Install the Trading Extension
Before you install anything, know which Autoview you actually want. The webhook platform is the primary way to run Autoview today: it executes on our servers around the clock, no browser open, and it accepts alerts from any sender that can POST to a URL. The Chrome extension is the older, browser-local surface. It runs inside Chrome on your own machine, it is wired directly to TradingView alerts, and it only trades while that machine and Chrome are on.
So why would anyone still choose it? One reason, and it's a good one: your API keys never leave your machine. The extension stores them in its own local storage inside your browser; nothing is uploaded to Autoview's servers. If that trade-off suits you, this guide takes you from the Chrome Web Store to a connected exchange.
Step 1: Install from the Chrome Web Store
Open the Autoview.com Trading Extension on the Chrome Web Store and click Add to Chrome. The extension is built for Google Chrome; other browsers are not officially supported.
Chrome will show a permissions dialog that includes reading data on websites. That wording is Chrome's, and it's broad by design; the extension's page scripts only run on TradingView. If you want to check the listing before you commit, the extension security guide shows you how to verify the extension ID.
Step 2: Pin it and open the options page
After the install, Chrome tucks new extensions behind the puzzle-piece icon in the top-right corner of the toolbar. Click the puzzle piece. Find the Autoview.com Trading Extension in the list and pin it, and from then on the icon sits right on your toolbar where you can reach it.
Everything you configure lives on the options page. Right-click the pinned icon and choose Options, or open it from the same puzzle-piece menu. You'll see a sidebar with Your Account, Settings, Log, TradingView Listeners, and an Integrations list of exchanges.

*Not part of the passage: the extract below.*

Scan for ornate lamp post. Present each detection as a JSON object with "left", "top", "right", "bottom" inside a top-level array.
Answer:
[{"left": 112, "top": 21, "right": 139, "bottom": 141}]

Want to check which version you're running? Go to chrome://extensions, find the extension, click Details, and the version number is right there on the details page.
Step 3: Connect your Autoview account
On the options page, open Your Account and click Connect Autoview.com. This authorizes the extension to read your subscription information from your account, which is how it knows what you're entitled to trade.
That authorization expires periodically on purpose; it's a security measure, not a fault. When it lapses, the extension asks you to reconnect. If you find yourself reconnecting constantly, or the status reads "Disconnected" and won't clear, the disconnected guide walks through the fixes.
Step 4: Link TradingView
The extension reads alerts straight from TradingView, so it needs to see your TradingView session. Log in to TradingView, or refresh a TradingView tab if you're already logged in. That one page load is enough to register your account with the extension.
Back on the options page, open TradingView Listeners. Your TradingView username appears there with an Enabled toggle; flip it on or off to control whether the extension acts on that account's alerts, and remove accounts you no longer use.
Step 5: Add your exchange API keys
Now the part that lets it trade. The Integrations list in the options sidebar shows every venue the extension can connect. Pick your exchange, create a new account entry, and paste in the API credentials the exchange issued you. Each of the supported exchanges has its own getting-started guide covering how to create the key on that venue.
Two rules when you create those keys on the exchange:
- Grant trading permission, never withdrawal. Autoview places and cancels orders and reads balances; it has nothing to do with moving funds off the exchange. Leave withdrawal disabled. See are my API keys safe? for the full reasoning.
- Whitelist your IP where the exchange offers it. A key locked to your address is useless to anyone who steals it.
After saving a key, use the entry's Test button to confirm the extension can reach your account before any alert fires. And remember where these keys live: in your browser's extension storage, on your machine. They travel no further than the trade commands the extension sends to the exchange.
Step 6: Keep the browser alive
Because the extension trades from your browser, your browser has to stay up. Chrome features that put tabs or extensions to sleep, Memory Saver among them, can stall it; a laptop that sleeps takes your automation down with it. Read do I need my computer on? for what has to stay running, and the disconnected guide for keeping the extension healthy.
Before you trade real money
Installed, connected, keys saved. Don't go live yet. Fire a dry-run first: add d=1 to a test command and watch the log confirm what would have happened. The testing and debugging guide is the full routine. Ten minutes of testing is cheaper than one wrong live order.